A jekyll-based blog doesn’t have a database, so comments don’t work out of the box. But there’s the cloud and in it there’s Disqus, so that’s no problem.
Regarding the want-part: I think a blog should fuel collaboration, communication, comments, and feedback. But it can do so without comments directly under every post. There’s no lack of channels for discussion nowadays, even without them. The lack of comments is likely to encourage people to start their own blog and write about their opinion, or at least send you a tweet or an email, one might say. Oh, how I’d want this to be true.
I think that without comments, people really are more likely to do one of the mentioned things. But the overall barrier to do anything as a reaction to what they just read is much higher without comments. And I’d like some feedback. For me, that’s what the whole pro/con comments discussion boils down to. At least if you like participation and feedback as I do. All of that, of course, depends on who your audience is and to which extent you have a ‘my blog, my space’ picture in mind4.

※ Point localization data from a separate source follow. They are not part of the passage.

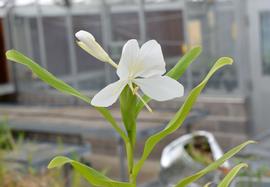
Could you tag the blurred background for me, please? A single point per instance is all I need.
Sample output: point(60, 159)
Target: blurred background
point(234, 106)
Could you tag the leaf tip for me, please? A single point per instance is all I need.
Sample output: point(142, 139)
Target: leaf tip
point(58, 162)
point(228, 60)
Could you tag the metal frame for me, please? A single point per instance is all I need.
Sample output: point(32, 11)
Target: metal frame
point(103, 10)
point(260, 82)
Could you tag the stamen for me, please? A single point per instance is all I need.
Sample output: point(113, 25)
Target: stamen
point(146, 105)
point(135, 92)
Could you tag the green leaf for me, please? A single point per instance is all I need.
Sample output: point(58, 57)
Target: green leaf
point(207, 184)
point(92, 176)
point(127, 104)
point(44, 75)
point(190, 179)
point(51, 80)
point(231, 175)
point(176, 72)
point(180, 116)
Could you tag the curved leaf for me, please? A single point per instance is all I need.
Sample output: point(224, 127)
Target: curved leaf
point(176, 72)
point(180, 116)
point(207, 184)
point(92, 176)
point(44, 75)
point(60, 85)
point(231, 175)
point(188, 180)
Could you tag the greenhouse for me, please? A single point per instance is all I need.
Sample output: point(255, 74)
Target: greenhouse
point(234, 106)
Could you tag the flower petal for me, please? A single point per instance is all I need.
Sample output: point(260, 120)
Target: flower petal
point(160, 88)
point(129, 59)
point(108, 95)
point(88, 43)
point(152, 59)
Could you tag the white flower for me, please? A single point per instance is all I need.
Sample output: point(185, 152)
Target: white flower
point(143, 67)
point(88, 43)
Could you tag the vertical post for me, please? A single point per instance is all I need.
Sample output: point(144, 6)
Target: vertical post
point(28, 37)
point(142, 24)
point(41, 38)
point(243, 63)
point(106, 36)
point(187, 42)
point(243, 70)
point(71, 44)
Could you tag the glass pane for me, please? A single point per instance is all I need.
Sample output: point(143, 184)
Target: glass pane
point(265, 42)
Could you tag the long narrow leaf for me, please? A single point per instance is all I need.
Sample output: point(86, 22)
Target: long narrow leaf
point(207, 184)
point(60, 85)
point(176, 72)
point(180, 116)
point(231, 175)
point(92, 176)
point(188, 180)
point(44, 75)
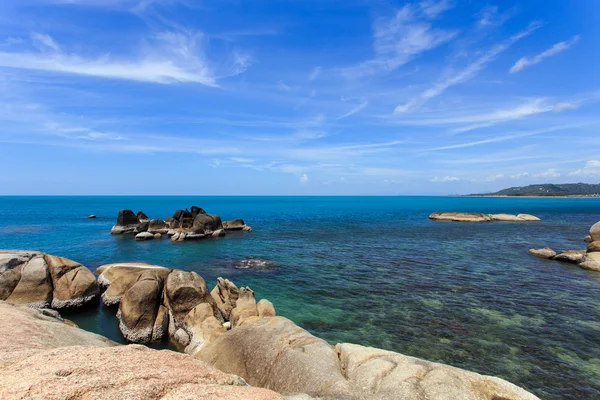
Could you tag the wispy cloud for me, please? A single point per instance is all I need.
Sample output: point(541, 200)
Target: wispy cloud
point(559, 47)
point(399, 39)
point(169, 58)
point(468, 73)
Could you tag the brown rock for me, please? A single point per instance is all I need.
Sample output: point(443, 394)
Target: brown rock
point(546, 253)
point(245, 307)
point(74, 285)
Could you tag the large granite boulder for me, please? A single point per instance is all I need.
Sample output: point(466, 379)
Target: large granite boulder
point(277, 354)
point(546, 253)
point(595, 231)
point(41, 280)
point(185, 290)
point(117, 278)
point(127, 222)
point(379, 374)
point(225, 294)
point(43, 358)
point(142, 317)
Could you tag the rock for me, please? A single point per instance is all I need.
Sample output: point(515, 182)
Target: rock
point(139, 308)
point(528, 217)
point(276, 353)
point(265, 308)
point(225, 295)
point(546, 253)
point(202, 327)
point(594, 246)
point(158, 226)
point(185, 290)
point(44, 358)
point(127, 222)
point(380, 374)
point(460, 217)
point(219, 233)
point(144, 236)
point(117, 278)
point(245, 307)
point(572, 256)
point(595, 231)
point(73, 284)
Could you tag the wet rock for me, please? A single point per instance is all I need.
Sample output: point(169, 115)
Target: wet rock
point(546, 253)
point(571, 256)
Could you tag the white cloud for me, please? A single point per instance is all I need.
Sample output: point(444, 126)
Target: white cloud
point(169, 58)
point(303, 179)
point(400, 39)
point(445, 179)
point(551, 173)
point(468, 73)
point(592, 168)
point(557, 48)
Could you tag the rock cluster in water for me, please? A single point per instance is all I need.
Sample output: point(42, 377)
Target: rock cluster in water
point(478, 217)
point(41, 280)
point(587, 259)
point(225, 328)
point(185, 224)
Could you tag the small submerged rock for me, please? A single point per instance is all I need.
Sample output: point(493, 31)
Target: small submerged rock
point(254, 263)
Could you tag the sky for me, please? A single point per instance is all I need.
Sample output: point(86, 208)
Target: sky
point(311, 97)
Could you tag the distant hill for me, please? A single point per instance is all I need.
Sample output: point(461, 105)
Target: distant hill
point(549, 189)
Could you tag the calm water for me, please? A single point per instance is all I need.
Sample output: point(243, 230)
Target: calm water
point(374, 271)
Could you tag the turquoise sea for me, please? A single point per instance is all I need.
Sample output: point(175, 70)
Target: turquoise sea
point(374, 271)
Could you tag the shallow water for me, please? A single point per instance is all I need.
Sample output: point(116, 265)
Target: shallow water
point(374, 271)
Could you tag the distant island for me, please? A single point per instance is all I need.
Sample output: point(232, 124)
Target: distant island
point(549, 190)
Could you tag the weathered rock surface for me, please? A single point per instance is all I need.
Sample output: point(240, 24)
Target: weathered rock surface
point(44, 358)
point(595, 231)
point(275, 353)
point(546, 253)
point(478, 217)
point(41, 280)
point(571, 256)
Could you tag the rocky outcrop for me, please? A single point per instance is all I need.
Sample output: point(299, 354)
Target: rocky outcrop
point(44, 358)
point(276, 354)
point(478, 217)
point(41, 280)
point(546, 253)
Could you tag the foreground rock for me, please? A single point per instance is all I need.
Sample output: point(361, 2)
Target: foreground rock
point(44, 358)
point(275, 353)
point(478, 217)
point(41, 280)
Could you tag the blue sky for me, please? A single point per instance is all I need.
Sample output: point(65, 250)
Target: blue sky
point(297, 97)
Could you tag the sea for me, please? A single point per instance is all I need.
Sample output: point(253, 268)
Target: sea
point(371, 270)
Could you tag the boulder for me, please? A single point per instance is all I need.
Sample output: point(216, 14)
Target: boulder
point(277, 354)
point(185, 290)
point(379, 374)
point(595, 231)
point(44, 358)
point(73, 284)
point(245, 307)
point(144, 236)
point(225, 295)
point(546, 253)
point(572, 256)
point(265, 308)
point(139, 309)
point(127, 222)
point(594, 246)
point(460, 217)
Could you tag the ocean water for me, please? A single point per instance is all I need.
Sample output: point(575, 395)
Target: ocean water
point(374, 271)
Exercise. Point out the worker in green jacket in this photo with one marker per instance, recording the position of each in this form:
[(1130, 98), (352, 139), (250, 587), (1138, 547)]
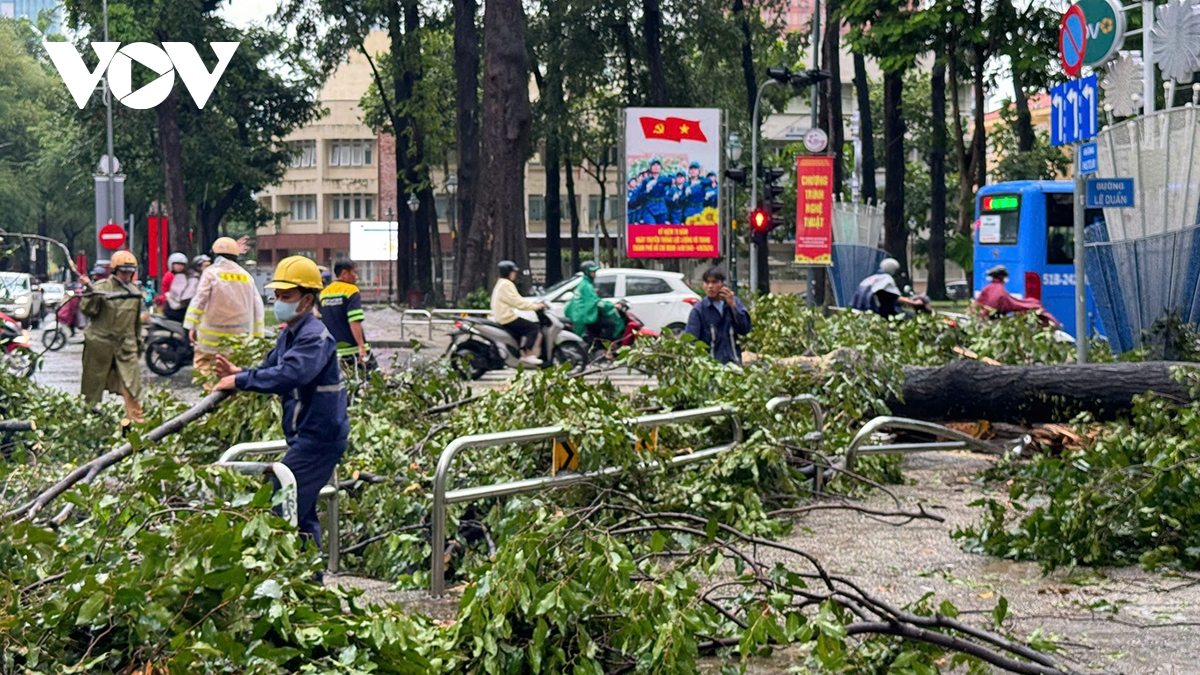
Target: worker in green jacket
[(589, 314), (113, 338)]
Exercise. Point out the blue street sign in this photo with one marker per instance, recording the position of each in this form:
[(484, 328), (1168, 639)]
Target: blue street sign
[(1074, 111), (1109, 192), (1087, 160)]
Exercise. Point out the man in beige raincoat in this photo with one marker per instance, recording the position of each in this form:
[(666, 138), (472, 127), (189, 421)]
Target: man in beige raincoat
[(113, 339), (226, 304)]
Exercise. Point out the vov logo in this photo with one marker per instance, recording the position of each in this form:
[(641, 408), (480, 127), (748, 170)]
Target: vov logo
[(118, 61)]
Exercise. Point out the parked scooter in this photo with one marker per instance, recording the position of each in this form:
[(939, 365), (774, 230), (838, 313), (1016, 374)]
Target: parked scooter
[(168, 347), (478, 346)]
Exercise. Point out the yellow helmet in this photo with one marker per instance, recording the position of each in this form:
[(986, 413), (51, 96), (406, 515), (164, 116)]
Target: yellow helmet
[(297, 272), (226, 246), (123, 258)]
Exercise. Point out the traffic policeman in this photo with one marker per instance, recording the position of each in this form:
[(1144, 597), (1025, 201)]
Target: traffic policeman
[(304, 371)]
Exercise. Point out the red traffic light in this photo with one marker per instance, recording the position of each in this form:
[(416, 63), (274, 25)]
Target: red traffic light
[(760, 222)]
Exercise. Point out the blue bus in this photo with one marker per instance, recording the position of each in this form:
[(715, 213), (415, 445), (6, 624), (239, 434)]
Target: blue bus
[(1029, 227)]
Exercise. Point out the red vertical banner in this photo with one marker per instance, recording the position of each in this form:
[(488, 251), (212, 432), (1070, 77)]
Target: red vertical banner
[(814, 210)]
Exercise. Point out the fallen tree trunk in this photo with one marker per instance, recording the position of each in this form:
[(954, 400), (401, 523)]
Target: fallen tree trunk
[(88, 472), (1029, 394)]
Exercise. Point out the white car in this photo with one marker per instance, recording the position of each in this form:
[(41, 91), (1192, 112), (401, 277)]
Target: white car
[(661, 299)]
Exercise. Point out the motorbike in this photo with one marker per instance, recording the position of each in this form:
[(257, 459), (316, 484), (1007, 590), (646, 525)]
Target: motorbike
[(478, 346), (168, 347), (19, 359)]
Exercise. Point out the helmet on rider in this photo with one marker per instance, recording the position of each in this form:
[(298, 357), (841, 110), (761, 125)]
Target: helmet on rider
[(589, 268), (507, 268)]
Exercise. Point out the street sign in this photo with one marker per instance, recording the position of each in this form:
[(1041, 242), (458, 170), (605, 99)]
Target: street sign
[(1073, 40), (112, 237), (1074, 111), (1087, 160), (1105, 30), (1109, 192)]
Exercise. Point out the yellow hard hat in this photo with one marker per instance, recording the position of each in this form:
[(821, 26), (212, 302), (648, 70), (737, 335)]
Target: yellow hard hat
[(297, 272), (123, 258), (226, 246)]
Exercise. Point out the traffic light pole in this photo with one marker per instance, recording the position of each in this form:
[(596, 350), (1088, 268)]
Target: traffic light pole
[(754, 185)]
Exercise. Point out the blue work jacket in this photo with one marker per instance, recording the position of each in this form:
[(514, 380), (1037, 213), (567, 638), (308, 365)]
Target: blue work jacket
[(304, 370), (719, 330)]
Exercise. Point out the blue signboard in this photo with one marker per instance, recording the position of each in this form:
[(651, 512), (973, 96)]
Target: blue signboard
[(1087, 161), (1074, 111), (1109, 192)]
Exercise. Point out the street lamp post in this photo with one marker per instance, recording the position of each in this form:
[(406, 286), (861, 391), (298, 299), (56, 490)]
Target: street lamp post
[(453, 191), (391, 269)]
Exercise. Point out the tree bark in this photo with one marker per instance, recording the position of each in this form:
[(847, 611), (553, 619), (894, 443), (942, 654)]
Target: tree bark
[(748, 73), (505, 143), (1029, 394), (466, 57), (179, 219), (867, 129), (936, 286), (652, 23), (895, 230)]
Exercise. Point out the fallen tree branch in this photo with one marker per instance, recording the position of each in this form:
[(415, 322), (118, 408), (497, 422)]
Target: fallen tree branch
[(87, 472)]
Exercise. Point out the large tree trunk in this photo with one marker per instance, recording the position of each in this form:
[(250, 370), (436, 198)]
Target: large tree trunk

I haven’t decided yet. For now, maybe I’ll add a ‘Contact’ link to the navigation, so when someone reads a blogpost and wants to insult me there’s a list of all the channels one click away, without the detour by the Personal Page.

Oh, and how could I close on this article without mentioning Iven’s take on it?

  1. What the heck is the difference between Atom and RSS? I mean, is there any difference at all when you’re pushing an ordinary, non-multilingual feed that contains simple HTML?
  2. At least I think that’s where I went wrong.
  3. read: my laziness
  4. That sounds egocentric, but really isn’t as it’s not necessarily opposed to the attitude that feedback’s good.